Using Method (E) Windows Install disk, and selecting "Repair your computer," I get the usual four options on the first page
  • Using Troubleshoot, I get six options: Startup Repair, Command Prompt, Uninstall Updates, UEFI Firmware Settings, System Restore (restore point), System Image Recovery
    • Startup Repair: "Attempting repairs" (for a while) > [Did I miss a screen here?] restarts.... "Fixing (C:)," etc. > BSOD > restarts and goes through some Windows update routine (unclear what!) > login screen (no power options in lower right), I sign in > BSOD before desktop
    • Command Prompt: everything is the same as under Method (D)
    • Uninstall Updates: there are two options, Uninstall Feature Update & Uninstall Quality Update
      • Uninstall Feature Update: "there was a problem, etc."
      • Uninstall Quality Update: Amazingly, it actually lets me do this, with result, "Uninstall complete."
        • Will this effectively turn off driver verifier?
        • Reboot > long wait > "Getting Windows ready. Don't turn off your computer."
        • Windows login window, I log in > looong wait > black screen > desktop > DRIVER_VERIFIER BSOD!!
    • System Restore: everything is the same as under Method (D)
What I'd like to accomplish, in descending order of preference:
  1. Get into Safe Mode (or any other mode!) that will allow me to disable verifier and boot to my current Windows installation
  2. Get WinRE to recognize my external USB HD and restore the 1-yr-old system image on there
  3. Clean reinstall of Windows (I think I can handle this myself, if it comes to that!)
If you could help me with 1. or 2., I would be very grateful!

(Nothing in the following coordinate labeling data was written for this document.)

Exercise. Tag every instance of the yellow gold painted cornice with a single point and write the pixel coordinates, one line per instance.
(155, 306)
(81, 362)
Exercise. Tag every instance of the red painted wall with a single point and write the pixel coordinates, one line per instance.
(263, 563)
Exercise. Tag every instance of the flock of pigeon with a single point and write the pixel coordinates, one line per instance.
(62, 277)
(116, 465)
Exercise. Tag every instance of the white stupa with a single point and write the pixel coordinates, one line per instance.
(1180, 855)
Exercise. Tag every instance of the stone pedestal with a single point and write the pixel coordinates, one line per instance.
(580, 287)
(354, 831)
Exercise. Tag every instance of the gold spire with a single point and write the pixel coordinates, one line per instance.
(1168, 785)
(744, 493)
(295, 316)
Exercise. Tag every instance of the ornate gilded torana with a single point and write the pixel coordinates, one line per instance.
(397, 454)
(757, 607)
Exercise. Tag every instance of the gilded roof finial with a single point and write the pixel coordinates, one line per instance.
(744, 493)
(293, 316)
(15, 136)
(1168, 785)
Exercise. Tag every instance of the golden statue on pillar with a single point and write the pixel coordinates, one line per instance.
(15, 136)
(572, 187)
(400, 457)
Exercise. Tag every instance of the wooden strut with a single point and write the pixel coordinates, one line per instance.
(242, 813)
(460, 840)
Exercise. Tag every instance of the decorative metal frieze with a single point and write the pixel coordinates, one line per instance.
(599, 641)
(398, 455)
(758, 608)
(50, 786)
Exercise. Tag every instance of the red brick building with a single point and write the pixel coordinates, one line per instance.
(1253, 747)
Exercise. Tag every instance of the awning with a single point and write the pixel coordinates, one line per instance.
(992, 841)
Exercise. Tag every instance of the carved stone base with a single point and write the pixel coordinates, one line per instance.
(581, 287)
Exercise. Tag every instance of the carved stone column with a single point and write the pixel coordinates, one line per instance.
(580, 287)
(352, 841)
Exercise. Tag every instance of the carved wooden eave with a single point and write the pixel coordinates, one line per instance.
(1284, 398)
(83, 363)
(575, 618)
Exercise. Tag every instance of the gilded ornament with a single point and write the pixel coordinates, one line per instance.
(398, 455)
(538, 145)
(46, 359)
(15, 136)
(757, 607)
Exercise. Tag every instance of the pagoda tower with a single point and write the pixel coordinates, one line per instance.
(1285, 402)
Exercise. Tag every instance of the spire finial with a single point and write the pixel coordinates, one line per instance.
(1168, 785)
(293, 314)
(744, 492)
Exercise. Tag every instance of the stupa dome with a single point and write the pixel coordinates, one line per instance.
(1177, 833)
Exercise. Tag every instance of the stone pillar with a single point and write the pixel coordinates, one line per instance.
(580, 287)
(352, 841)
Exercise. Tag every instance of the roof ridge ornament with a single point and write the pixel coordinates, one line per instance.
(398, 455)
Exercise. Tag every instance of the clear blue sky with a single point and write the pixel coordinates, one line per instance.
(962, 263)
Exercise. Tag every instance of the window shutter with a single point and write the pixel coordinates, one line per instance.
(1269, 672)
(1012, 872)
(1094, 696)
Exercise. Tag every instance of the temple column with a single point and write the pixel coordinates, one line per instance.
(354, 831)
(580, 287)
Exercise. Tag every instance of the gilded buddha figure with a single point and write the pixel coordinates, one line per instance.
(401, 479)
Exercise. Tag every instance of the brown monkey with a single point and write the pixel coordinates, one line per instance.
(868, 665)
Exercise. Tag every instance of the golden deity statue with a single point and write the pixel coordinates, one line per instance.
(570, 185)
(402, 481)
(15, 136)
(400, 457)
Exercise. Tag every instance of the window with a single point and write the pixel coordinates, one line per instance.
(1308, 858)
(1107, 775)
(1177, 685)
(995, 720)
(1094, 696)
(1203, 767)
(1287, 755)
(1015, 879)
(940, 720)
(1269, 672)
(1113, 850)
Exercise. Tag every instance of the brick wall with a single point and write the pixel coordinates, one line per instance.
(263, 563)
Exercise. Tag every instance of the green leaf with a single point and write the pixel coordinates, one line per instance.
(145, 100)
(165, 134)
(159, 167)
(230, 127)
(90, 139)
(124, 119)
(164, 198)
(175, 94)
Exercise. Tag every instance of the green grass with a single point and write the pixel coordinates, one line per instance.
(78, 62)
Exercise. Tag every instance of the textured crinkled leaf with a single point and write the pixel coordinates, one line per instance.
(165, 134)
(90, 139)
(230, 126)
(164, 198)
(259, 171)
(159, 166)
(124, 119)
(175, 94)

Sorry for the long post, but I figured I'd include everything I've tried, to save time.


Update: I was finally able to get access to my backup files using a Paragon Backup and Restore Recovery Media (usb), which allowed me to restore the older system image. Whew!
There is a lesson here about the use of Driver Verifier. It's designed to cause bad drivers to BSOD so that you can diagnose the driver issue in the resulting dump. The problem with Driver Verifier, as demonstrated here, is that if the bad driver fails during boot you'll never be able to recover (without a full image restore).

IMO before running Driver Verifier you need to be 100% certain that the faulty driver is not accessed during booting.